(WASHINGTON) — Amid heightened concerns from Democrats over the Trump administration’s handling of the novel coronavirus, House Democrats are investing in a new digital ad campaign targeting Republicans in key districts ahead of the highly-anticipated general election — the latest move in an ongoing political fight over the outbreak.
In the ads, which will appear on Facebook in both English and Spanish, the Democratic Congressional Campaign Committee (DCCC) takes aim at Health and Human Services Secretary Alex Azar over his recent comments about the affordability of vaccines for the virus.
“We would want to ensure that we work to make it affordable, but we can’t control that price, because we need the private sector to invest. The priority is to get vaccines and therapeutics. Price controls won’t get us there,” Azar said during a congressional budget hearing last week.
The DCCC’s efforts follow those of Democratic presidential contenders who have escalated their attacks on the Trump administration’s management of the threat, as part of their case for defeating him in November.
“This is not a Democratic hoax,” former Vice President Joe Biden said on ABC’s This Week on Sunday, referring to President Donald Trump’s comments at his South Carolina rally where he called the epidemic a “hoax.”
“This is incompetence on the part of the president of the United States at the expense of the country and the world,” Biden added.
The president’s at-times uneven response to the threat has opened a window for his Democratic rivals to attack his White House over what they claim is a failure of leadership.
In a three-minute ad that ran on NBC and CBS Sunday night, Democratic candidate Michael Bloomberg delivered an address on coronavirus, saying, “At times like this, it is the job of the president to reassure the public that he or she is taking all the steps necessary to protect the health and well-being of every citizen. … Each crisis is different, but they all require steady leadership, team building and preparation.”
With House Democrats up against the challenge of defending their majority in 2020, they are turning to this issue during one of the most crucial weeks in the presidential contest, with Super Tuesday slated for March 3.
“It’s disturbing that the Trump administration is too concerned about drug manufacturers’ profits to even attempt to make an affordable vaccine for a virus that is rapidly spreading across the globe,” said DCCC Spokesperson Robyn Patterson.
“Washington Republicans are already blocking bipartisan House-passed legislation to bring down the cost of prescription drugs. This virus is a threat to millions of Americans and House Republicans have an obligation to stand up to the White House and drug manufacturers by demanding they work to ensure a coronavirus vaccine is affordable for working families,” Patterson continued.
House Democrats are set to run the ads across seven districts targeting vulnerable Republicans as they seek to keep the focus down-ballot on protecting voters’ access to health care.
The party will take aim at newly-turned GOP Rep. Jeff Van Drew of New Jersey’s 2nd congressional district, Rep. Ross Spano of Florida’s 15th congressional district, Rep.

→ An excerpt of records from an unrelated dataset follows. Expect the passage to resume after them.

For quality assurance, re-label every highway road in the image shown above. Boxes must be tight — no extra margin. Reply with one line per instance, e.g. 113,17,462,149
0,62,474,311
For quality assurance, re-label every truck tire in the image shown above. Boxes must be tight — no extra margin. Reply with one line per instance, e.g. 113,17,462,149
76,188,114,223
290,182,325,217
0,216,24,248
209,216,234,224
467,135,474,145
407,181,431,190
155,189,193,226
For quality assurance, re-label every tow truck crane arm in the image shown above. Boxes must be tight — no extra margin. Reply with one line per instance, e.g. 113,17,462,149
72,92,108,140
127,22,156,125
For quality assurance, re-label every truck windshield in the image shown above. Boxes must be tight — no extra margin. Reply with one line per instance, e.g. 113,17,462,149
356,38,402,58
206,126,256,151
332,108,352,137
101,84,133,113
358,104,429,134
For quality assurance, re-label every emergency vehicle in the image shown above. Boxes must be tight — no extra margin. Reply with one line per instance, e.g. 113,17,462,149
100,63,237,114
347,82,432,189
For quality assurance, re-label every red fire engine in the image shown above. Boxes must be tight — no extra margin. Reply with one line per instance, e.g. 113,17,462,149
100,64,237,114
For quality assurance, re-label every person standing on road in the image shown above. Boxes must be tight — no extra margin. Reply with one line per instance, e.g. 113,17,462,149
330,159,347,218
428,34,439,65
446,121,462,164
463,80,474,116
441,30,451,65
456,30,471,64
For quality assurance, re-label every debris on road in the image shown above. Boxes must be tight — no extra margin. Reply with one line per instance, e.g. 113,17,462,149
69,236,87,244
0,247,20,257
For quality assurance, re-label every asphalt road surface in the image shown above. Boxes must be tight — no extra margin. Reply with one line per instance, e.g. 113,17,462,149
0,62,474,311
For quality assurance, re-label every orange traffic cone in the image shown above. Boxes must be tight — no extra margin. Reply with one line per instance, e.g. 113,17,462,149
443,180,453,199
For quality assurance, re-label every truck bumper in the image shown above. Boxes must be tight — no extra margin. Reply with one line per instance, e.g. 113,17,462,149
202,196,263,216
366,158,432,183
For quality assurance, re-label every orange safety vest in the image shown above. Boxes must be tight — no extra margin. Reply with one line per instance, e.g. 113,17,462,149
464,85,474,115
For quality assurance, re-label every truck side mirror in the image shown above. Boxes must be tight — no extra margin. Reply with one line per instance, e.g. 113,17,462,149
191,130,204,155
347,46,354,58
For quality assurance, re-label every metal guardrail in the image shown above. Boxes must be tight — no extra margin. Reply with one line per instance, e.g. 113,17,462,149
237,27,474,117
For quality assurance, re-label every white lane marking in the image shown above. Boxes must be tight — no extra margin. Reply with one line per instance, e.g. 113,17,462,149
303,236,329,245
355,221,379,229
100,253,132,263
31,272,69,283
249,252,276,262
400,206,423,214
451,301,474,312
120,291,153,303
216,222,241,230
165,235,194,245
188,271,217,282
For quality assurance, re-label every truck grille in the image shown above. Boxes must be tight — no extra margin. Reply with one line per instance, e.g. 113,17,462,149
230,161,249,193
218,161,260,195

Vern Buchanan of Florida’s 16th Congressional district, Rep. Jaime Herrera-Beutler of Washington’s 3rd Congressional district, Rep. David Schweikert of Arizona’s 6th Congressional district, Rep. Ann Wagner of Missouri’s 2nd Congressional district, and Rep. Don Young of Alaska’s at-large district.

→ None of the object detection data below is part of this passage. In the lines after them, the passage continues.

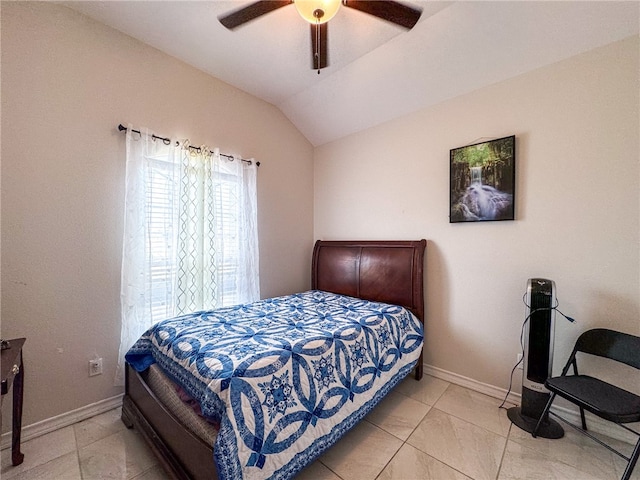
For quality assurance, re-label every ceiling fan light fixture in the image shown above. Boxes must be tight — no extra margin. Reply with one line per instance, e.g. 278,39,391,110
293,0,342,24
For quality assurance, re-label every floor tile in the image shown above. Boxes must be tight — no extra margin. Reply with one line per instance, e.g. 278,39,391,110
435,385,511,437
133,465,171,480
2,450,82,480
407,408,507,480
1,426,76,480
78,429,156,480
498,441,612,480
296,460,340,480
395,375,450,405
320,421,402,480
366,392,431,440
73,408,126,448
376,443,469,480
509,418,618,479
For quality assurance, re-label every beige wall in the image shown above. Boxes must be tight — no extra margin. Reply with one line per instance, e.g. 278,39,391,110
314,38,640,392
1,2,313,425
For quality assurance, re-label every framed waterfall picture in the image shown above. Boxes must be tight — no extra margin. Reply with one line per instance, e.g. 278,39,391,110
449,135,516,223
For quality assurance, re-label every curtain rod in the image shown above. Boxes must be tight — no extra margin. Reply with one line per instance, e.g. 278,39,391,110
118,124,260,167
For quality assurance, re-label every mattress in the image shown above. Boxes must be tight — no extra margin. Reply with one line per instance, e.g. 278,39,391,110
146,363,219,445
126,291,423,480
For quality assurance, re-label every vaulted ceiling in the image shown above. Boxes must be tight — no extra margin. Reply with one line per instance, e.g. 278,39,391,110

Despite the local targets, the ad campaign comes as the Trump administration grapples with the rapidly-advancing global health emergency, which is affecting at least 60 countries and has caused 2,980 deaths worldwide, according to the World Health Organization. There have been 87,138 confirmed cases of COVID-19 and two deaths within the United States.

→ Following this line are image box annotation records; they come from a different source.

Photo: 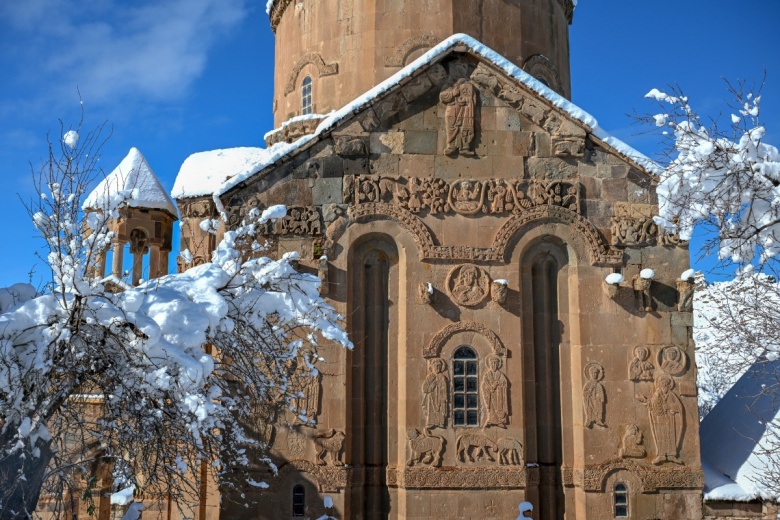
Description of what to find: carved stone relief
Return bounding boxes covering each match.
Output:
[456,433,498,462]
[406,428,444,466]
[447,264,490,307]
[314,428,345,466]
[423,320,506,358]
[582,361,607,428]
[345,201,623,267]
[274,206,322,235]
[344,175,580,216]
[496,437,523,466]
[490,280,509,305]
[334,135,368,157]
[439,78,477,156]
[287,428,306,458]
[619,424,647,459]
[422,358,450,429]
[658,345,688,376]
[575,459,704,493]
[480,354,509,428]
[647,373,685,465]
[387,466,529,489]
[417,282,434,305]
[611,202,658,246]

Trump took aim at Democrats for “politicizing” the issue at a rally in South Carolina, where he said Democrats were creating a “new hoax.”
In an interview with ABC News Chief Anchor George Stephanopoulos, Azar said Trump was referring to the “partisan sniping.”
“It’s unnecessary, we don’t need to have this made a political issue,” Azar said. “We’re in a public health crisis here — we all need to be working together.”